De plus, on ne sait absolument pas quand et dans quelles circonstances politiques Hedges décidera de mettre fin à l’amnistie, de rompre avec les fascistes et de passer de «l’autre côté des barricades». L’amnistie n’a pas de date limite apparente.
Il écrit: «Nous ne renverserons pas seuls le pouvoir des grandes sociétés et la machine de guerre. Il est nécessaire d’avoir une coalition gauche-droite, qui inclura des gens dont les opinions ne sont pas seulement déplaisantes, mais même répugnantes, ou nous resterons marginalisés et inefficaces. C’est un fait de la vie politique».
Ce que Hedges préconise clairement n’est pas une tactique à court terme (ce qui serait déjà suffisamment grave) mais une alliance stratégique à long terme avec les fascistes. Il déclare explicitement qu’il n’est pas possible de «renverser le pouvoir des grandes sociétés et la machine de guerre» sans une «coalition gauche-droite».
Il existe une histoire de la promotion de telles alliances réactionnaires avec l’extrême droite. L’exemple le plus notoire est la promotion par les staliniens allemands, dans les années précédant l’accession d’Hitler au pouvoir, d’une coalition «rouge-brune» contre le régime de Weimar.
Et qu’est-ce que Hedges tente de réaliser en partageant une plate-forme avec la droite? En quête de quel plan d’action audacieux justifie-t-il la collaboration avec ces forces réactionnaires?
Il cite un courriel qu’il a reçu d’un autre libéral désorienté soutenant ce rassemblement: «Parce que nous avons le besoin urgent qu’autant de voix que possible, venant d’une grande variété de perspectives, s’expriment afin que nous puissions être beaucoup plus efficaces pour faire pression sur le Congrès et sur la Maison-Blanche afin de faire passer ce conflit du champ de bataille sanglant à la table des négociations».
Comme c’est toujours le cas, l’opportunisme le plus grotesque est mis au service du réformisme le plus lamentable et le plus lâche. On réalisera le «renversement du pouvoir des grandes sociétés» en suppliant la Maison-Blanche de voir l’erreur qu’elle commet.
La politique de Hedges n’est pas éclairée par la méthode scientifique (le marxisme), qu’il associe à une défense «sectaire» des principes. Ses écrits illustrent la superficialité théorique du libéralisme semi-radical des éléments de gauche impuissants de la classe moyenne américaine décrite par Trotsky:
«Leur philosophie reflète leur propre monde. De par leur nature sociale, ce sont des semi-bourgeois intellectuels. Ils se nourrissent de demi-pensées et de demi-sentiments. Ils veulent guérir la société par des demi-mesures».

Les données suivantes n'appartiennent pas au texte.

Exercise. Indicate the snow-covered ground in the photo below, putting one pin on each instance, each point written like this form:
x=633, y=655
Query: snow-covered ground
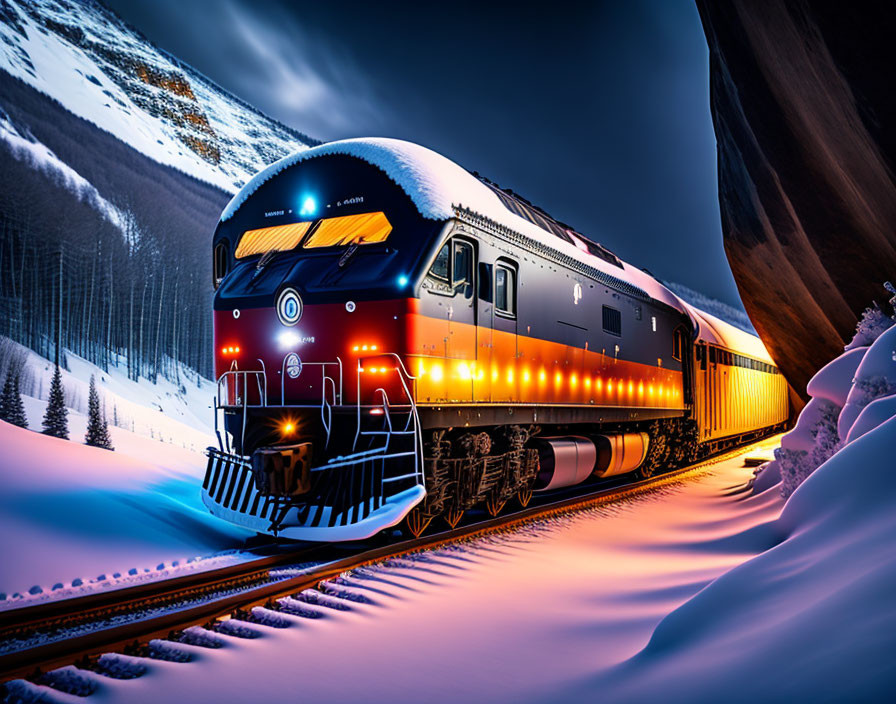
x=545, y=613
x=76, y=518
x=705, y=591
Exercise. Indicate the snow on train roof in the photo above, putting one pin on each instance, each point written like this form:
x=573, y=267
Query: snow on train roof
x=717, y=332
x=438, y=187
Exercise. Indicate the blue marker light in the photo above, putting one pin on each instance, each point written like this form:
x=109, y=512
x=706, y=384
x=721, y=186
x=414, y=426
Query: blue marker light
x=309, y=206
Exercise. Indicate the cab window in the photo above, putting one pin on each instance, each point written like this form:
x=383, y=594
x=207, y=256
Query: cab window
x=220, y=264
x=440, y=266
x=462, y=271
x=452, y=270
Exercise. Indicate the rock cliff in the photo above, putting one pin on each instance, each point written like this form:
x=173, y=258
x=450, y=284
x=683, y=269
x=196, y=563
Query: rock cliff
x=804, y=108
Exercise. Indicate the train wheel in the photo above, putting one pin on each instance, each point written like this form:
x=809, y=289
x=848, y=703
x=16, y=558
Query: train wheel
x=494, y=506
x=453, y=516
x=416, y=522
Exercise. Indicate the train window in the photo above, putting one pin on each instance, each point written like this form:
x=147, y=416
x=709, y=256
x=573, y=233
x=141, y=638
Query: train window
x=219, y=265
x=485, y=282
x=439, y=268
x=365, y=228
x=280, y=238
x=677, y=344
x=462, y=272
x=505, y=290
x=612, y=320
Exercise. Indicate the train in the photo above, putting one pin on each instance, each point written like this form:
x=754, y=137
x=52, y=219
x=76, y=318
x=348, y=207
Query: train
x=399, y=340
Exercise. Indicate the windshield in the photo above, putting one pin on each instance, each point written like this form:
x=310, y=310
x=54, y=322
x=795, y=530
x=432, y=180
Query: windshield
x=278, y=239
x=365, y=228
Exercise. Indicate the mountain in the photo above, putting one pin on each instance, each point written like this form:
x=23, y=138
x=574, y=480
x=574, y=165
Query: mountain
x=116, y=160
x=103, y=70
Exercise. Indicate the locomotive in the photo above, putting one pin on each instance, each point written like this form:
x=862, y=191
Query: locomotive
x=398, y=340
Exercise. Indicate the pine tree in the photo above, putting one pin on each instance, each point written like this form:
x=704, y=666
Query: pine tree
x=97, y=428
x=6, y=398
x=56, y=418
x=16, y=407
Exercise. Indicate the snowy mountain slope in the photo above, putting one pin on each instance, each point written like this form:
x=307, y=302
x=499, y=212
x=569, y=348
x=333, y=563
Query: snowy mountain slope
x=83, y=55
x=43, y=159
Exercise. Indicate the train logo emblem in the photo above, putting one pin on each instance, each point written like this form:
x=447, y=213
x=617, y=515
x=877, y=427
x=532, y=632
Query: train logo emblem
x=293, y=365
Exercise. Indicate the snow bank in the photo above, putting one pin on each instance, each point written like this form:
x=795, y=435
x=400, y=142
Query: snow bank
x=72, y=515
x=812, y=619
x=874, y=377
x=76, y=519
x=840, y=391
x=526, y=616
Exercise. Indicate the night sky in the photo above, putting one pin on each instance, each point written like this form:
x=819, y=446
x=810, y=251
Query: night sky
x=598, y=113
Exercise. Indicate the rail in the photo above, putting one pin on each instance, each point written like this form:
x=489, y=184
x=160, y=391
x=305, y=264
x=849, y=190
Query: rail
x=259, y=589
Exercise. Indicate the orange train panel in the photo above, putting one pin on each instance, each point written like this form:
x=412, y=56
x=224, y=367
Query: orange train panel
x=521, y=369
x=735, y=400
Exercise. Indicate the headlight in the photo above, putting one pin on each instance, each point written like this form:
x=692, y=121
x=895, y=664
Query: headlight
x=289, y=307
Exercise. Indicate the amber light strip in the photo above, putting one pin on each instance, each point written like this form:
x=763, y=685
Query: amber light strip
x=365, y=228
x=279, y=239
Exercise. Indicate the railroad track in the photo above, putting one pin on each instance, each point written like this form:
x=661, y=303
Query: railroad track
x=48, y=635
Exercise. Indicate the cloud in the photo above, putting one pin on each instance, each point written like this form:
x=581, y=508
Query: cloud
x=304, y=80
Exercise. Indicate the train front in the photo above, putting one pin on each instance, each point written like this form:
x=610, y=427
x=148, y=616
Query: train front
x=317, y=430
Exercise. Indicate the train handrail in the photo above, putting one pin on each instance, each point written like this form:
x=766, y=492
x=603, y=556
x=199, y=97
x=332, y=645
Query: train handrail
x=261, y=383
x=337, y=391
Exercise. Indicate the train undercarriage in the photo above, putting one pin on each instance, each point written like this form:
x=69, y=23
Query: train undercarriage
x=353, y=471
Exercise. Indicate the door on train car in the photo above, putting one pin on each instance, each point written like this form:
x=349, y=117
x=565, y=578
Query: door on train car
x=482, y=371
x=445, y=335
x=505, y=376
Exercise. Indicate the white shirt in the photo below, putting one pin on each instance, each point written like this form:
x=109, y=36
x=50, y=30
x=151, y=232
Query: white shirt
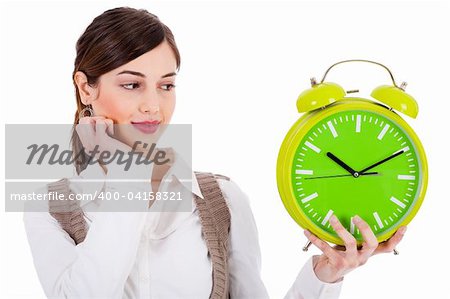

«Considérant le processus historique comme un phénomène trop instable, ils refusent de s’engager à plus de cinquante pour cent».
«Ainsi, ces gens, vivant de demi-vérités – c’est-à-dire de la pire forme de mensonge – sont devenus un véritable frein à la pensée véritablement progressiste, c’est-à-dire révolutionnaire».
Un dernier point: lorsque Twitter a suspendu en 2020 le compte de l’International Youth and Students for Social Equality – le mouvement de jeunesse du Comité international de la Quatrième Internationale – Hedges a refusé catégoriquement de protester et d’appeler à l’annulation de cette mesure.
Malgré l’opposition bien connue et sans équivoque de l’IYSSE et du WSWS à la guerre impérialiste et sa défense constante de Julian Assange, Hedges a prétendu être trop occupé pour consacrer quelques minutes à poster une condamnation de cette censure sur son compte Twitter.
Pour Hedges, une alliance à long terme avec les fascistes est admissible, le conflit étant reporté à un avenir lointain. Mais lorsqu’il s’agit des trotskystes, Hedges refuse toute collaboration, même en défense des droits démocratiques.